Faculty of Natural Sciences and Medicine

Genetics and molecular biology

Cort Anderson

Ilia State University

Tbilisi, 2022
Nowadays vaccination is an important requirement to save our lives from many

different diseases that might be caused by a variety of diseases causers. Vaccines generally help

to prepare the body to fight off foreign invaders (such as bacteria, viruses, or other pathogens)

(Melief et al., 2015). Most vaccines contain a harmless part of a specific bacterium or virus that

triggers an immune response. While the mRNA vaccines work in a different way because we do

not need the disease effector itself (Pardi et al., 2018). Just having the sequence of the gene

needed to produce the mRNAs needed for producing antibodies for the effector’s antigens

(Pardi et al., 2018). The mRNA produced enters the cytoplasm of our cells and works there

without the need to enter the nucleus because it needs to reach the areas where the proteins

are translated (Joanna et al., 2004). Moreover, our immune system will do an immune response

to the structure formed from the mRNA and starts to produce antibodies so whenever the virus

affects our body these antibodies will start attacking it and defend us from the virus (Melief et

al., 2015). In this essay, I will talk about the development of the mRNA vaccine, its stability, the

mechanism of action of the vaccine, and the problems that scientists encountered when

creating the vaccine. I will also try to talk about ways to solve these problems.
Development of mRNA vaccines

Since the mRNA vaccines were discovered in 1990 till now, there are several problems

facing scientists in developing these vaccines (Knezevic et al., 2021). The stability of these

vaccines, storing them as well as the way it is delivered with.

mRNA stability

The mRNA must be produced in a safe environment so it will be stable. That problem was

resolved by several steps and discoveries. According to Knezevic et al. (2021) article. The mRNA

is easy to be damaged and degraded due to the environment of the RNase enzyme. As well as

for the innate reaction and the reduction of mRNA translation due to the mRNA

immunogenicity. According to the discovery of Karikó and Weissman using modified

nucleosides reduces the immunostimulatory effects of in-vitro-generated mRNA, which

reduced the toll-like receptors that cause the innate reaction. Furthermore, sequence

engineering was developed by Schalke and his colleagues which enable the synthesis of mRNA

without causing the innate reaction.

Storage

Due to mRNA sensitivity, the ultrasound chain is essential for the delivery of COVID-19

vaccines worldwide. A way to eliminate process developmental limitations with mRNA can help

reduce mRNA temperature requirements to a minimum. "The low temperatures required for

mRNA stabilization come from the rough edges caused by rapid development and

deployment," explains Dr. Liddell. (WHO Coronavirus Dashboard. June 2021).

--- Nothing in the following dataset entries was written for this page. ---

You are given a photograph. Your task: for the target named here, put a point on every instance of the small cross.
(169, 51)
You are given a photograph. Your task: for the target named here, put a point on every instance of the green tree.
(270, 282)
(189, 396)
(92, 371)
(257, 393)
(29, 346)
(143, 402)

Now the new covid vaccines Moderna and Pfizer have to be stored in such a cold

environment at -80°C. According to Uddin’s and Ronis (2021) article. Freeze-drying or

lyophilization is a technique used to increase the stability of the vaccines under higher
temperatures. Lyophilization is a lengthy, expensive, and time-consuming procedure, but it

benefits us very much because it helps to store the vaccines in higher temperatures without

damaging them. This process helps us to store the vaccines for 21 months at 4°C and, for 8

months at room temperature. So, we can store these vaccines in the refrigerator instead of

having a freezer which might be hard to be found everywhere and which costs much more.

mRNA delivery system

It is very challenging to inject a necked mRNA into the body, due to the high immune response

done by the body to fight that foreign mRNA (Liang et al. 2021). Our body will degrade these

foreign mRNA by nucleases. So, it will be hard to get the benefits of the injected mRNA vaccine

(Liang et al. 2021). The injected mRNA needs to reach the cytoplasm of the cell in order to

translate the protein needed (Joanna et al., 2004). To pass through the cell membrane the

mRNA must have a smaller size and it is big enough to not pass through without being coated

(Joanna et al., 2004). Furthermore, the delivery system can be divided into viral and non-viral

vectors using some lipids or polymer delivery systems (Xue et al., 2017). Due to this challenging

process of delivery, there are several ways used to deliver these vaccines. According to Liang et

al. (2021) article, He mentioned several ways that can be used (Liposome complexes,

Nanoparticles, polymers for mRNA delivery). These all helped us to deliver the mRNA in a better

way avoiding degradation and having better results.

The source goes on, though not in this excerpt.